# Chicken and Dumplings



## lindatooo (May 8, 2004)

1 whole fryer cut into pieces - save the giblets for another use.
3 T oil
1 C chopped onions
1/2 C chopped carrots 
1/2 C chopped celery
1  - 2 C Chicken Broth
1/4 C white wine
Fresh herbs of choice  - Sweet Basil or Rosemary or Thyme (couple of sprigs max)  - optional

1 C flour
1/2 t salt
1/8 t pepper

Additional flour for thickening or Wondra

Dumpling recipe

Heat oil in Dutch Oven or large deep pot with a tight fitting dome shaped lid.  
Dredge chicken pieces - all of them - in flour and brown on both sides.  

Remove chicken, drain off most of the fat and deglaze the pan with the wine.

Return the chicken to the pot building a platform for the dumplings.  That's why you want the backs - they make a great bridge and protect some of the more vulnerable  and less bony pieces.  So you put the backs on the bottom - rib sides down...breasts rib side down...etc.  Smaller pieces on top.

Add the vegetables, herbs  and the broth; cover and simmer about 45 minutes or until chicken is tender.  

The chicken should not be covered with liquid but only about 1/2 way.  Add more broth as needed.

DUMPLINGS

1 1/2 C flour
2 t Baking Powder
3/4 t salt
3 T shortening ( I like the butter flavored stuff for this)
3/4 C milk

Combine dry ingredients; cut in shortening and then stir in the milk.  The batter should be very very thick.  Do not do this too early.  

When chicken is tender drop the dumpling batter by spoonful
*onto* the chicken pieces.  

Cook for 10 minutes uncovered.  Cover tightly and cook for 10 minutes.

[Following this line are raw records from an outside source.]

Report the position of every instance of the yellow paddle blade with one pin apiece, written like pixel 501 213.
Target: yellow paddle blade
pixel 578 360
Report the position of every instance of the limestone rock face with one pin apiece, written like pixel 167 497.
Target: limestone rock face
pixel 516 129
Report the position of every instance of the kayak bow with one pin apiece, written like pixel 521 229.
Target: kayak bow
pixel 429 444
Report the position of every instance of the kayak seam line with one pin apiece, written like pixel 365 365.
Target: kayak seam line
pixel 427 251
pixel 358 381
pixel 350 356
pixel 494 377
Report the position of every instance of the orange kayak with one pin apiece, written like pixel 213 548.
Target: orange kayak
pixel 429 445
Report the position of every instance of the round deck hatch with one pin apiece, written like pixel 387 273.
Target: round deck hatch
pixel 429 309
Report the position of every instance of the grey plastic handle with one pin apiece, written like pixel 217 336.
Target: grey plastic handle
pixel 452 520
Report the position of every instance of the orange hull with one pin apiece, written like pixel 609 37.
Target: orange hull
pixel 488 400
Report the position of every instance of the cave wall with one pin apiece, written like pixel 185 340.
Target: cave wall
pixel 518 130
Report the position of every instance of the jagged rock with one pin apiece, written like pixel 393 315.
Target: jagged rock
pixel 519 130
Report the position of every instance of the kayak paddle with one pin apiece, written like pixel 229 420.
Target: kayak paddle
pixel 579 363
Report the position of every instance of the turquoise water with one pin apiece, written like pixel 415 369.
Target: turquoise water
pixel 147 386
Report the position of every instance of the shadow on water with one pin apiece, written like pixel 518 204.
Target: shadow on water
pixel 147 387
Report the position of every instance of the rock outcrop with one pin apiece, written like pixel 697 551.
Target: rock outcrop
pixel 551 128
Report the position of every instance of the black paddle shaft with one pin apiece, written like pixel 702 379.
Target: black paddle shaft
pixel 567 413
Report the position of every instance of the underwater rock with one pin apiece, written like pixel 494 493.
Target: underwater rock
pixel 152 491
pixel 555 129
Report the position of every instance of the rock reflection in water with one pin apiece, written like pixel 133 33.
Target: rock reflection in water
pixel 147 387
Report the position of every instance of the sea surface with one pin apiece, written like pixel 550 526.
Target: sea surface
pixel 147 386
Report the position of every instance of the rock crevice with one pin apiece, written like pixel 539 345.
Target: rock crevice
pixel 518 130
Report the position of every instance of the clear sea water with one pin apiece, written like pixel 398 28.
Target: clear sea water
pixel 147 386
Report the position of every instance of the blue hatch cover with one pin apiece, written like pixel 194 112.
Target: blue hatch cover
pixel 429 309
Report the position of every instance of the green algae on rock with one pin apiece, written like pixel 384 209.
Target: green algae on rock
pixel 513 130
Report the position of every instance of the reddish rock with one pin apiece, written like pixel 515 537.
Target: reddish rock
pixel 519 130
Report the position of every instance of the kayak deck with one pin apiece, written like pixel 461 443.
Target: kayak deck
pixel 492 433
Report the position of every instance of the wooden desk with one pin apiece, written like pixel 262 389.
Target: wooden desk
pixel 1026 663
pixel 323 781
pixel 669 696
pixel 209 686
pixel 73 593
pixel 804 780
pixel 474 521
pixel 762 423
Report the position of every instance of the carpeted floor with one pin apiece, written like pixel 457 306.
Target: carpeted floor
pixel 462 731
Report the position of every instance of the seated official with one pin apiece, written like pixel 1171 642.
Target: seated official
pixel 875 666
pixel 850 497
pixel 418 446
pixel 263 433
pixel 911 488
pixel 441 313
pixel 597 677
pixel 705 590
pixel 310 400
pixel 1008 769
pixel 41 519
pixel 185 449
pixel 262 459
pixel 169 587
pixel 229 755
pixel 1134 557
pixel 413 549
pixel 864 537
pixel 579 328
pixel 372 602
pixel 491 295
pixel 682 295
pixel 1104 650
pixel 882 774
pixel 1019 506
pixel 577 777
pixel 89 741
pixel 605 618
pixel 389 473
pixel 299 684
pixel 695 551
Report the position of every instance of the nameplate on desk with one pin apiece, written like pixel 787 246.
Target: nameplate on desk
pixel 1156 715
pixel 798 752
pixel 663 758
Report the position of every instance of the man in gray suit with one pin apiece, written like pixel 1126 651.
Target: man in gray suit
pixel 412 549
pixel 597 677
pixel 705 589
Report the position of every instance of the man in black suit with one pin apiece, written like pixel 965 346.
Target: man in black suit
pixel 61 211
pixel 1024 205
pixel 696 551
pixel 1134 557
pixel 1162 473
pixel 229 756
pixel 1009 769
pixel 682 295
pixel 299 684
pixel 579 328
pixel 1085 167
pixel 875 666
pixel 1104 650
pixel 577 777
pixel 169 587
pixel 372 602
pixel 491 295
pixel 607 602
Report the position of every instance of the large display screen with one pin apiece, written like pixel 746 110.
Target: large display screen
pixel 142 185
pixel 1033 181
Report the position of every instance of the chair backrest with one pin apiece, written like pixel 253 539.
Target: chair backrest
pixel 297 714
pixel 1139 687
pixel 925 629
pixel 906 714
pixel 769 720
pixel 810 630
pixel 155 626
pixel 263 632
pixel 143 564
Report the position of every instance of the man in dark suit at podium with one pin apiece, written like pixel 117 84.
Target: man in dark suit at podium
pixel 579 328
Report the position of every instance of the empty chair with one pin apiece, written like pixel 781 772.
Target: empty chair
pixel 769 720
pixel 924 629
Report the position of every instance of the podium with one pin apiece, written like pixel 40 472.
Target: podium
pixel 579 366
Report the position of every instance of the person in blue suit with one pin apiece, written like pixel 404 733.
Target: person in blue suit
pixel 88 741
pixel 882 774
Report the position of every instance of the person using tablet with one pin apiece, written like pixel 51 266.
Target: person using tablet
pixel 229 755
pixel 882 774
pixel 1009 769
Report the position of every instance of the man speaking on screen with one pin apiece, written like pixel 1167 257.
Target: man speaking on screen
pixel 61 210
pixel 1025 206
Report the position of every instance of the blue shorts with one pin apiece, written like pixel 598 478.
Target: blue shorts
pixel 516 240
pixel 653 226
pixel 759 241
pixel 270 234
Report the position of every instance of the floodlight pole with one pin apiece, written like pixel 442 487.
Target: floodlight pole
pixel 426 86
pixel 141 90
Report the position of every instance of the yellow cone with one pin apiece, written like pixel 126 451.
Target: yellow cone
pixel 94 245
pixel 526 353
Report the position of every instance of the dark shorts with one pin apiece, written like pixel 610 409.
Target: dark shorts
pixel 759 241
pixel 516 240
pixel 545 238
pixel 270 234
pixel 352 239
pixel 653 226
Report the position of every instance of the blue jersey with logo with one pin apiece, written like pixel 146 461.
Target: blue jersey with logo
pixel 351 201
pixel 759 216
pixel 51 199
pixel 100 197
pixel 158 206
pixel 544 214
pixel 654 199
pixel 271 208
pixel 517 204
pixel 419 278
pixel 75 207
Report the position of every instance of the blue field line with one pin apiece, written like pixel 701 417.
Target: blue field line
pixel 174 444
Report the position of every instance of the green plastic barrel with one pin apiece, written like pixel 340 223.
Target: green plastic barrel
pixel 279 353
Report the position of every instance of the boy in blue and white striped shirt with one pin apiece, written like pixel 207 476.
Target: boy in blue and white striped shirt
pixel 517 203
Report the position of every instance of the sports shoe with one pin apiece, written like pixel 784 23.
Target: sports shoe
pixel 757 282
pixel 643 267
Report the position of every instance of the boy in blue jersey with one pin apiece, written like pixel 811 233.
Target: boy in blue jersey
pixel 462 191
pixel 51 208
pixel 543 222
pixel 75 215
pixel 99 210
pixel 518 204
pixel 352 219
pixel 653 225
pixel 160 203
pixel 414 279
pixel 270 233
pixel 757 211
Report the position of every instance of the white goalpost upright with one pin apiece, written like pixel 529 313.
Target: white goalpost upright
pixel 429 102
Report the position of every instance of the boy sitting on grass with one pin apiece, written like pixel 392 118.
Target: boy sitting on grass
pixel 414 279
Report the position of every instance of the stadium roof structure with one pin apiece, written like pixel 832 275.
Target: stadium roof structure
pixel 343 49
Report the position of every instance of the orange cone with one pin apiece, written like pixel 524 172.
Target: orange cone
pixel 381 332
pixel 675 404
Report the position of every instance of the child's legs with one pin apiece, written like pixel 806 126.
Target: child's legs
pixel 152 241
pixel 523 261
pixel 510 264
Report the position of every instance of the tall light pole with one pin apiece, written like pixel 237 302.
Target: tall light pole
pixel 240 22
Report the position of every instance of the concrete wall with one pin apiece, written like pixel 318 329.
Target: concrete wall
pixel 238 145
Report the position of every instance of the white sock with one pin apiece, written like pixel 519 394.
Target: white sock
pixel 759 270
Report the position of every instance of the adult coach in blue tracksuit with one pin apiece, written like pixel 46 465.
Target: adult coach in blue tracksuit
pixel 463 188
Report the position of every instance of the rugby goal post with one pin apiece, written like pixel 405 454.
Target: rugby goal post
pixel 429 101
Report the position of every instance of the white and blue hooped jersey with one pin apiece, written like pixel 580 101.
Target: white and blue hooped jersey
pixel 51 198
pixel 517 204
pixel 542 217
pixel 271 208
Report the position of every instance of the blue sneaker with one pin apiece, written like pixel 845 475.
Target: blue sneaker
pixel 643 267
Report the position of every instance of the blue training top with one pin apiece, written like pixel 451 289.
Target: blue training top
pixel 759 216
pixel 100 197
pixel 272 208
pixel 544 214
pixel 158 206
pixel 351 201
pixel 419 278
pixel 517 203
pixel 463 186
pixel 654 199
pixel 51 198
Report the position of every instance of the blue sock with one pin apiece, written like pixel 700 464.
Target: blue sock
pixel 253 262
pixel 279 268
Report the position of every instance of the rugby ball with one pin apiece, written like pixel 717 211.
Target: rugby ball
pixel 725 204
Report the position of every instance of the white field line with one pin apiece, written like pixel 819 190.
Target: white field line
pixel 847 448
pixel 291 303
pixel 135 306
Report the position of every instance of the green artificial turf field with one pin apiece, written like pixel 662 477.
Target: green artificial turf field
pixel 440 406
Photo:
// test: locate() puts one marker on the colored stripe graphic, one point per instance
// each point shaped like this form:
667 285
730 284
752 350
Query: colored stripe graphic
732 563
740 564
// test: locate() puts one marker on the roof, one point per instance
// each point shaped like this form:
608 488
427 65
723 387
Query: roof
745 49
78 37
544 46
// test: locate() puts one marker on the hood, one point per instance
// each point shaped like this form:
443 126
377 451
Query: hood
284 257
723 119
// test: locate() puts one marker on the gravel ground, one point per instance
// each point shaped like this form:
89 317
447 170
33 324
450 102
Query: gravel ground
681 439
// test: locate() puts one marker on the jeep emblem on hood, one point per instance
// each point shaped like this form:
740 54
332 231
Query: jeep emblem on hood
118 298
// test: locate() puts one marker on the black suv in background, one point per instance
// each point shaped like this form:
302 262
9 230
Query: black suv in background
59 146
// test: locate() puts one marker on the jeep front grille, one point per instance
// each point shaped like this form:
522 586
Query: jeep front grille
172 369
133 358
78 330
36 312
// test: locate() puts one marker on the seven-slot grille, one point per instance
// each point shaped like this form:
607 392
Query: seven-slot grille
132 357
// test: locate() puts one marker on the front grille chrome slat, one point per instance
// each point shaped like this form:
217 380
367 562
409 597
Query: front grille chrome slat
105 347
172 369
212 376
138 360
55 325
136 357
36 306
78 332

Remove dumplings and chicken to warm platter and keep in a warming drawer or otherwise warm place while you thicken the gravy with flour or Wondra or even better - make a nice roux and add it to the liquid! Correct seasonings and watch your family go nuts!


When my son was at home I would make 1 1/2 times the recipe...one of his favorites


----------